A Feminist Review of Hotel Transylvania

Hotel Transylvania is an animated movie about a hotel for monsters. The film starts by following the lives of two main characters, Mavis and her father, Dracula. In the movie we (the audience) get to experience Mavis’s 118th birthday. All of the monsters come to the hotel for protection and to see Mavis. Count Dracula tries to keep humans away from the hotel in order to keep his daughter safe. But a human, Jonathan, mistakenly enters the hotel, and Dracula goes to a lot of trouble to hide the human, who becomes a main character.

In Hotel Transylvania, the plot follows several characters. Dracula is a vampire with an objective of keeping his daughter safe from humans. He is “The Boss” of the hotel, the man who had it made and rules over it. Other characters are Murray, Frankie, Wayne, and Griffin. Murray is the mummy and has a fun personality; the actor/singer CeeLo Green plays Murray. Frankie, short for Frankenstein, has a strange, sensitive personality and can also sing quite well. Wayne is a werewolf and is….family troubled. His kids drive him nuts and are, themselves, a bit crazy. Griffin is the invisible man. He has a very strict manner and is always trying to attempt a feat only Murray can do: joke around.

Of course, the main characters are Mavis and Jonathan. Mavis is Count Dracula’s daughter. And she wants to see the world. Of course, dads are unpredictable. The Count creates a whole new town and has his zombie servants act as humans. His goal: to make humans look mean so that his daughter won’t want to join them. Then along comes Jonathan, the human who basically upsets the whole plot.  Mavis and Jonathan fall in love with each other. I think that a big theme of Hotel Transylvania is that when you feel something in your heart like a ZING, you follow it til the end.

In Hotel Transylvania, the feminist messages are directed from Mavis to the world.

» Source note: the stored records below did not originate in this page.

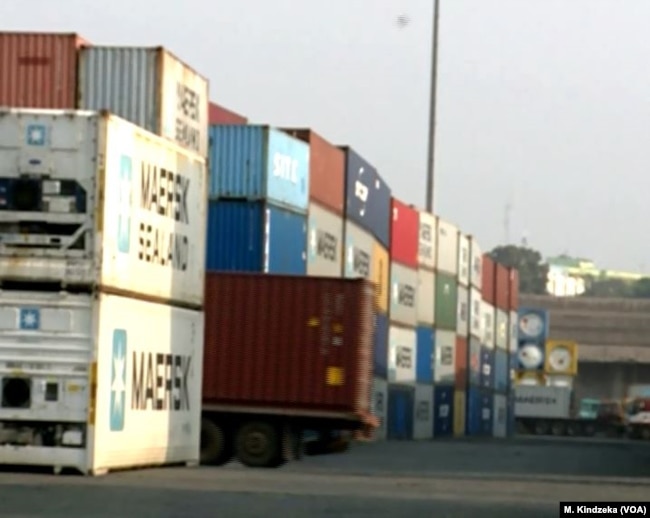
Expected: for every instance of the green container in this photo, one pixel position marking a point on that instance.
(446, 301)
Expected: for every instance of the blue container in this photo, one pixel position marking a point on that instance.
(487, 368)
(443, 411)
(255, 237)
(401, 406)
(501, 370)
(367, 197)
(380, 349)
(424, 356)
(259, 163)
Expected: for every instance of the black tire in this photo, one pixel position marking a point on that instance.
(216, 444)
(259, 445)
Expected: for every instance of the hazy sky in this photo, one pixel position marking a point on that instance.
(542, 103)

Mavis directs her feminism to her dad, to her secret crush, and to the rest of the monsters. First of all, she is feminist toward her father. For example, Mavis believes that humans have changed. She tries to convince her father of that so he’ll let her fly out. Secondly, she directs it too her crush, Jonathan. To illustrate, when Dracula kicks him out of the castle, Mavis catches up to him and takes him to the roof to see the sunset.  She doesn’t care what her father thinks even when he says to stay away from Jonathan. Third, Mavis directs her feminism to all of the other monsters. For instance, when all her relatives come up to her room to say hello, she tells them of her father allowing her to go and see the world, so he can’t get cold feet or back out.

In conclusion, Hotel Transylvania is a wonderful and inspiring movie for all ages. I especially think those of you who are vampires will like it. I enjoyed the film and hope you do, too.